The Obama administration is taking an undeserved victory lap for increased U.S. production of oil, Republicans and proponents of expanded oil production say.
The administration’s latest attempt to claim it is expanding oil production came from the Department of Interior. The agency recently announced a new program to streamline and automate permit applications for oil and gas drilling.
The project is an expansion of a pilot program and is expected to reduce average approval time for drilling permits from 298 to 60 days.
Interior Secretary Ken Salazar said that, "By upgrading and improving our oil and gas drilling permit processing systems and technologies we believe we can improve efficiencies while ensuring thorough reviews for safety and compliance."
But the pilot project was originally created by a provision in a 2005 Republican-sponsored energy bill. Not only that, but the administration has spent the last four years trying to repeal portions of it.
In its 2010, 2011, 2012, and 2013 budgets, the Obama administration requested the pilot program, which was funded with money from sales of oil leases, be zero-funded. Instead, the administration requested increased permit fees on oil well operators.
"It's like they killed somebody and are now taking credit for resurrecting them," said Dan Kish, the senior vice president for policy at the Institute for Energy Research, an organization that promotes expanded oil and gas production.

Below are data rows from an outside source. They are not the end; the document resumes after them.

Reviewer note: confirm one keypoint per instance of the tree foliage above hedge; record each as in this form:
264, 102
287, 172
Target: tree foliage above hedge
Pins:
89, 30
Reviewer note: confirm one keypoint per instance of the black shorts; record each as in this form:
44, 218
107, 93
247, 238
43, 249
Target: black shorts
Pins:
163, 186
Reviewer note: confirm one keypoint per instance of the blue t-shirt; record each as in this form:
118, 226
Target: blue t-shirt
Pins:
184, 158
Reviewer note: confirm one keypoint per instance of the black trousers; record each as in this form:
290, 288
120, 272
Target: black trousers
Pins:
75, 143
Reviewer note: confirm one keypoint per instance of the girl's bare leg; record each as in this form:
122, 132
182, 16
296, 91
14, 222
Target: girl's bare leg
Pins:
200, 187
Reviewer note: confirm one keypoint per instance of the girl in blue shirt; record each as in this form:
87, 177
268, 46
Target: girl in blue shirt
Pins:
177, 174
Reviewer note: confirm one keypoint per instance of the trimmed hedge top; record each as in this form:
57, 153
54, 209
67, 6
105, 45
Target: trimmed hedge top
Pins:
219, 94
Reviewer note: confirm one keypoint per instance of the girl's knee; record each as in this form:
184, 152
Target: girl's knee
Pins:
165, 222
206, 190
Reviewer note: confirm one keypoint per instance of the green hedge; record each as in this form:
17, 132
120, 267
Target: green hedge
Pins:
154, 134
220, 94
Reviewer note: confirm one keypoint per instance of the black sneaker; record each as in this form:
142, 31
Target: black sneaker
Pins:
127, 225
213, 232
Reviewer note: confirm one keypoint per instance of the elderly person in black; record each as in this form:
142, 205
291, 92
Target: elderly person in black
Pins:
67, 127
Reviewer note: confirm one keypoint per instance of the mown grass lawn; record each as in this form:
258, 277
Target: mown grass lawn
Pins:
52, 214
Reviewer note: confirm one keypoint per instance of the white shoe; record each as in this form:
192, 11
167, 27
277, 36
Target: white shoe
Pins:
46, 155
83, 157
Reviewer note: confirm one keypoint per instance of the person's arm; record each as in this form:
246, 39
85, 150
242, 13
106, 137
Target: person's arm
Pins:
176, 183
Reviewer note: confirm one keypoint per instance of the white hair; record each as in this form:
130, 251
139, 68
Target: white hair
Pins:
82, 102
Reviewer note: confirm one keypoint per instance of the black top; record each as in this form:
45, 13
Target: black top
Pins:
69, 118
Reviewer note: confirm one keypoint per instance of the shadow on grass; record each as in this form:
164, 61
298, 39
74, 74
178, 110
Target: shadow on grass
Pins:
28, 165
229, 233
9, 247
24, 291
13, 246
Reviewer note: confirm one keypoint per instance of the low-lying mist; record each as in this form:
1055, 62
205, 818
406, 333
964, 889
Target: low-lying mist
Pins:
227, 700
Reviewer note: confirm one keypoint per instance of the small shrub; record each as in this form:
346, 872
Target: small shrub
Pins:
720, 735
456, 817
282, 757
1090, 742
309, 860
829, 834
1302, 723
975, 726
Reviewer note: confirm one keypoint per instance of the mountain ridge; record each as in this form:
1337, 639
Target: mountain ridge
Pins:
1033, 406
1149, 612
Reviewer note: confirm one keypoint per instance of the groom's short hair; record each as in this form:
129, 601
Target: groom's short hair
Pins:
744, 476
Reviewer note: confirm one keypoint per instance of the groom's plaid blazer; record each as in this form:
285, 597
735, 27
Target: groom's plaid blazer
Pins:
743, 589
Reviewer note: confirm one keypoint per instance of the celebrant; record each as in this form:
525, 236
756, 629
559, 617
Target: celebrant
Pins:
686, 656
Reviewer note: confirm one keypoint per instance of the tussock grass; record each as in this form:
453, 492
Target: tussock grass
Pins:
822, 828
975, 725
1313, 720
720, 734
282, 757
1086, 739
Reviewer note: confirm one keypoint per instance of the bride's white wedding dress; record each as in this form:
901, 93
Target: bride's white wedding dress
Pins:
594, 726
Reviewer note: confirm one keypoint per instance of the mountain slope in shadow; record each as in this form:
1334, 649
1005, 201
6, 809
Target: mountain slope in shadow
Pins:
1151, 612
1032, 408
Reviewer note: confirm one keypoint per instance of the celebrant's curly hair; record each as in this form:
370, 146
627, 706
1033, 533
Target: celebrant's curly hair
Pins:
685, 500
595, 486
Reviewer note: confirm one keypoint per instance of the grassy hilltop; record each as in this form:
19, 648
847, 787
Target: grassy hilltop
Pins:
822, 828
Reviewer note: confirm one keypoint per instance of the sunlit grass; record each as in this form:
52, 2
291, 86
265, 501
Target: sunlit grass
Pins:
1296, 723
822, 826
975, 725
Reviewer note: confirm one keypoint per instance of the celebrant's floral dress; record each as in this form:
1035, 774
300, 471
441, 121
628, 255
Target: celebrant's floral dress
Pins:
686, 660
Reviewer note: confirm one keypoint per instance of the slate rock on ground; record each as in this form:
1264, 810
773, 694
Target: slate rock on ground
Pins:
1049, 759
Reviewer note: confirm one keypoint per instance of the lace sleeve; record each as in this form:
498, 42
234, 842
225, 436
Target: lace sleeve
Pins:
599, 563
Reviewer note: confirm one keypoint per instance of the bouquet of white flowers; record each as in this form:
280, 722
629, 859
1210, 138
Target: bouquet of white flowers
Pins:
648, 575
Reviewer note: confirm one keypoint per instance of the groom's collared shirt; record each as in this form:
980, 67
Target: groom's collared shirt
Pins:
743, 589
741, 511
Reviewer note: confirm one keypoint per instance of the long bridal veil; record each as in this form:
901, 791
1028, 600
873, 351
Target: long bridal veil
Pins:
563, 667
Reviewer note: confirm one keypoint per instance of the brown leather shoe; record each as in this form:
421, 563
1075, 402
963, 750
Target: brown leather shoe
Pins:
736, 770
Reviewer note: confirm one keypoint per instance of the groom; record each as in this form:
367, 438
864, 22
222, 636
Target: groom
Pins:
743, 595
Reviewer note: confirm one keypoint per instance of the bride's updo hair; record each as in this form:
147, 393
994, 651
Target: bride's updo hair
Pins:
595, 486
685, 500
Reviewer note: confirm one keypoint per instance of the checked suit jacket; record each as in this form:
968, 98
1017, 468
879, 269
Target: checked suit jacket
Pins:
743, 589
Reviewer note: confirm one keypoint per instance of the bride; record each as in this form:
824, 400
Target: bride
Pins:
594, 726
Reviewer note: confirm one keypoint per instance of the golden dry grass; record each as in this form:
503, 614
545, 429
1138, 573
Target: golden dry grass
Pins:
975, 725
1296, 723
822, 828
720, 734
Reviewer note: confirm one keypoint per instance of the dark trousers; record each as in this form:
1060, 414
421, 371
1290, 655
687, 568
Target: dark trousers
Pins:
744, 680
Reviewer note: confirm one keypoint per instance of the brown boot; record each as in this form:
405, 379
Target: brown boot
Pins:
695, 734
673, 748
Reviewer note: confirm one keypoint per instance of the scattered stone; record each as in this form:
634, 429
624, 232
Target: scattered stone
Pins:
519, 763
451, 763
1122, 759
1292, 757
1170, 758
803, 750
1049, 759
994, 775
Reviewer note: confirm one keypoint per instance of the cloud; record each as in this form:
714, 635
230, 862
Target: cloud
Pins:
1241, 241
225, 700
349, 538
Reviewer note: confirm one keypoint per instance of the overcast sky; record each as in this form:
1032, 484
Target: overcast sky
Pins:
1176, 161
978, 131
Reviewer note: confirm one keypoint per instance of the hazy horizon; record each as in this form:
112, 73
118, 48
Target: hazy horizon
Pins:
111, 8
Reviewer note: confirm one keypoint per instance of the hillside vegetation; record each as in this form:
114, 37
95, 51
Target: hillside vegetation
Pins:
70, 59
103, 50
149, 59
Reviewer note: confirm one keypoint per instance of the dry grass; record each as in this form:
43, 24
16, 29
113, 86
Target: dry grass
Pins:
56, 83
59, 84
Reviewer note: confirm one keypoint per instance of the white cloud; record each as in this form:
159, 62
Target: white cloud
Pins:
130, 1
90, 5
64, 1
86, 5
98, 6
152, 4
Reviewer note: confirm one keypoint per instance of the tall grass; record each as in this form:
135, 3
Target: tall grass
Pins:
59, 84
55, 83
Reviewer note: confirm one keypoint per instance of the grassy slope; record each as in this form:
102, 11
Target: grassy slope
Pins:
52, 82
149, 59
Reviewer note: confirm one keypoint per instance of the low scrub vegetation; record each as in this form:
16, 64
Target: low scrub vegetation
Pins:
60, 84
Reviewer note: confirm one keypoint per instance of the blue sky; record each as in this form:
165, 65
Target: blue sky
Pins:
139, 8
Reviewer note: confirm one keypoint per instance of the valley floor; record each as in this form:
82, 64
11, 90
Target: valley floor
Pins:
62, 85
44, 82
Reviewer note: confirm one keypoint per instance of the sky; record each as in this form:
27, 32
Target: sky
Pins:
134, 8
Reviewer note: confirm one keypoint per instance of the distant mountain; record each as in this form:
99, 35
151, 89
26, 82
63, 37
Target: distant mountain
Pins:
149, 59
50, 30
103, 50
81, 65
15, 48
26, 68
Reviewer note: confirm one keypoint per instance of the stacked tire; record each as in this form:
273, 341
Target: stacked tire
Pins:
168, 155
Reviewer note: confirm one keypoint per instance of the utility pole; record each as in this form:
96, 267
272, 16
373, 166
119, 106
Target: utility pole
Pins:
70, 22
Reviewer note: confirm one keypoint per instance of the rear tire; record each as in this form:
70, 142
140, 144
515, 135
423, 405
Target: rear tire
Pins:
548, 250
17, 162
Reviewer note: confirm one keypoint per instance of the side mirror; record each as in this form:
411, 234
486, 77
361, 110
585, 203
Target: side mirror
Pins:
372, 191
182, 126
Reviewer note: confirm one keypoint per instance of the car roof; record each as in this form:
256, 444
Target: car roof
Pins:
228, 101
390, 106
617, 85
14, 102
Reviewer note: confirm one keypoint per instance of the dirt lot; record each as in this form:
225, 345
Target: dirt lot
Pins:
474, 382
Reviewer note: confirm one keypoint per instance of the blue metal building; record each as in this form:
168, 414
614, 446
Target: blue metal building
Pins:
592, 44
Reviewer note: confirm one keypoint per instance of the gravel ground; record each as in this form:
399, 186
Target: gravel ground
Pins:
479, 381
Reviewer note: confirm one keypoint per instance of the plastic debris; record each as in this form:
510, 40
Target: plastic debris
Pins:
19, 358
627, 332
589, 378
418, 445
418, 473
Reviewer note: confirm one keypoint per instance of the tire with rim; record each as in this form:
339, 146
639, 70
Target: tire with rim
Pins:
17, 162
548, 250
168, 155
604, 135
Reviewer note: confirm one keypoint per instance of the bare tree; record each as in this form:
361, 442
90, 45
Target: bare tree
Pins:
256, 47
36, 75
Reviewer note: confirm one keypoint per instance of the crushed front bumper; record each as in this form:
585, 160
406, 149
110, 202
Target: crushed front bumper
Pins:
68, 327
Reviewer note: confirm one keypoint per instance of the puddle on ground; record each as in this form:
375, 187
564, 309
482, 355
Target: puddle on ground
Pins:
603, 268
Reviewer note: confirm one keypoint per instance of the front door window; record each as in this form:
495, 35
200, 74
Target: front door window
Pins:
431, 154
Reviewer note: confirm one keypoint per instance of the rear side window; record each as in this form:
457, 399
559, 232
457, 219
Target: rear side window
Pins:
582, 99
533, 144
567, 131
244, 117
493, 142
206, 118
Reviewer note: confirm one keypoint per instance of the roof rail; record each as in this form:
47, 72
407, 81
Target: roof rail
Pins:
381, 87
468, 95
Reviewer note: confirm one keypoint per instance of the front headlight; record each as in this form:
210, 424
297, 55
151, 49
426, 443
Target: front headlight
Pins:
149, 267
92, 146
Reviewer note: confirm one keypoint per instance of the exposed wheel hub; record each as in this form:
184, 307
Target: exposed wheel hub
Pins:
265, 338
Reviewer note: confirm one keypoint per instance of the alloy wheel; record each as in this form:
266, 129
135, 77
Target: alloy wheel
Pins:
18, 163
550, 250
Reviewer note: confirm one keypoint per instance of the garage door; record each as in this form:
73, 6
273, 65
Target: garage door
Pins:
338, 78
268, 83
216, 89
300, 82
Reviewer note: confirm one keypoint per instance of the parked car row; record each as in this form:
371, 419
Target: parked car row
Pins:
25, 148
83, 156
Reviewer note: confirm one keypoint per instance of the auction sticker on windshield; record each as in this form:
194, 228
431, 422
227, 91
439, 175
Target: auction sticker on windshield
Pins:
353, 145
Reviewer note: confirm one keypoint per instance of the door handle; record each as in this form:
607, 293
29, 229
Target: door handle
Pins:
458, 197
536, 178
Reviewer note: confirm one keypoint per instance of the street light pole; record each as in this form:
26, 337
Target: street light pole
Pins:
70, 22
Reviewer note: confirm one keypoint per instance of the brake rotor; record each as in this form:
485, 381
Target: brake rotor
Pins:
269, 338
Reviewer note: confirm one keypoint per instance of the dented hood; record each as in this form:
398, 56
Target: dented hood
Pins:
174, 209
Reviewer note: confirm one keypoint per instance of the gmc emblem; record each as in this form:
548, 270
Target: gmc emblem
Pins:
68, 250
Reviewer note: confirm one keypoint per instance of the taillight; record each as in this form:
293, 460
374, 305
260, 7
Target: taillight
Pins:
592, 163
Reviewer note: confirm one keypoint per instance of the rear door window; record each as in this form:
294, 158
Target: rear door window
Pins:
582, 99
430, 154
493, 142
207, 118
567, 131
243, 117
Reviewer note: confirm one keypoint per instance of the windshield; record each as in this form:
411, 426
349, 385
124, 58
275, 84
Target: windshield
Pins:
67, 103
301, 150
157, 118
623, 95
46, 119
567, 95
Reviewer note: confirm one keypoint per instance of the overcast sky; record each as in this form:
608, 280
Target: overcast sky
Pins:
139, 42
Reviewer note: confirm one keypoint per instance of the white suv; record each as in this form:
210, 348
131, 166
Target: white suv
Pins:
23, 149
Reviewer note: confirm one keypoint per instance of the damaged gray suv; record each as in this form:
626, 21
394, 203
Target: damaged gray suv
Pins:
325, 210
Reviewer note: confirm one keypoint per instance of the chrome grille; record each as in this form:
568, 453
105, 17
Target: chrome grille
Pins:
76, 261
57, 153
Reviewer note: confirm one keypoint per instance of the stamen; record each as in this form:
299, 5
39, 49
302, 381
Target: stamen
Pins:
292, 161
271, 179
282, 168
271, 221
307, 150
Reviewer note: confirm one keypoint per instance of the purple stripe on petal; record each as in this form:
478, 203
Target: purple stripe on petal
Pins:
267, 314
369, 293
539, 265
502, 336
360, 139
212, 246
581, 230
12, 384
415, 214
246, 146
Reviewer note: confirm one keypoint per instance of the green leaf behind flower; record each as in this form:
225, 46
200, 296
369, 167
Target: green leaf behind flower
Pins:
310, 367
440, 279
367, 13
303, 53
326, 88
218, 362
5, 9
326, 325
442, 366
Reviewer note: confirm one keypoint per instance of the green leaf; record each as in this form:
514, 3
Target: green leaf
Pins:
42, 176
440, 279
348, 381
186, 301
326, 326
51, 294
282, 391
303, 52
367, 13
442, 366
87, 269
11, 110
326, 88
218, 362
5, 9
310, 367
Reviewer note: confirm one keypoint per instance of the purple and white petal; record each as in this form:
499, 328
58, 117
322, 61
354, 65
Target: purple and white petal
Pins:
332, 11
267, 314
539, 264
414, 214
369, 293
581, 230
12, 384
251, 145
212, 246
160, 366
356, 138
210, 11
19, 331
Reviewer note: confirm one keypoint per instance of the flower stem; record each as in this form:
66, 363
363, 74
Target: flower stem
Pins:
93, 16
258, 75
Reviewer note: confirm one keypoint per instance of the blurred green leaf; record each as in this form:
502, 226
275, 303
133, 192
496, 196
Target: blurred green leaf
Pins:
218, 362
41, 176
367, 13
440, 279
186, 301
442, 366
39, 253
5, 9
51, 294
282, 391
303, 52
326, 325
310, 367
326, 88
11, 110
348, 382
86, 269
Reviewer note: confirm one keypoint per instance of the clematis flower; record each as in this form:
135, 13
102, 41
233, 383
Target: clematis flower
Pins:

The U.S. Chamber of Commerce, while applauding the program, noted the Interior Department was "taking credit for a program they have consistently tried to shut down, similar to taking credit for increased oil production that resulted not from its own policies, but, rather, from those implemented by previous administrations."
However, an Interior official said the comparison was "apples and oranges." The old program had little to do with automating the permit process, the official told the Free Beacon.
"In short, we believe that companies, not the taxpayers, should be able to help foot the bill for processing [Applications for Permit to Drill]," an Interior official said. "It appears that some on the other side want to continue to give oil companies a break when it comes to who pays for processing their permits."
This isn’t the only energy project the president has attempted to take credit for in recent months.
"Under my administration, America is producing more oil today than at any time in the last eight years," the president told an audience in late March during a four-state tour to promote his self-described "all of the above" energy policy.
Republicans, however, have hammered the administration for blocking the Keystone XL pipeline and dragging its feet on approving new leases for drilling.
"Over the past three years, President Obama has delayed, blocked, and restricted access to America’s energy resources, leading to a seven percent drop in federal energy production and no real options to address the energy crisis we face today," House Speaker John Boehner wrote in a recent column.
President Obama has been emboldened by liberal journalists and commentators who have defended the administration’s energy record. Talking Points Memo published a chart claiming to show how the oil and gas extraction industry had flourished under Obama’s presidency.
"Oil and gas extraction is a relatively small industry, but it has prospered in the weak economy, even as other industries climb slowly out of the great recession," TPM’s Brian Beutler wrote. "Energy experts say that the oil boom itself is also due to factors outside of Obama’s control, but this gives the lie to the notion that Obama’s been actively squelching it."
What TPM’s chart shows, however, is that the industry was climbing during the recession, which began in 2007, only to decline after Obama took office.
Oil extraction took a big hit in 2010 after the Deep Horizon oil spill in the Gulf of Mexico, costing the industry jobs.
The Commerce Department estimates that the U.S. lost 8,000 to 12,000 jobs as a result of the six-month deep-water drilling moratorium imposed by the administration in the wake of the spill; a Louisiana State University study estimates more than 19,500 jobs were lost.
And even though the moratorium has been lifted, the number of drilling permits issued in the Gulf by the administration has yet to return to pre-spill levels.
Fossil fuel production on federal lands has also dropped significantly during the Obama administration.
The proportion of natural gas produced on federal land has fallen from 35 percent in 2003 to just above 20 percent today. The Congressional Research Service released a report revealing 96 percent of the increase in domestic oil production since 2007 has occurred on non-federal lands.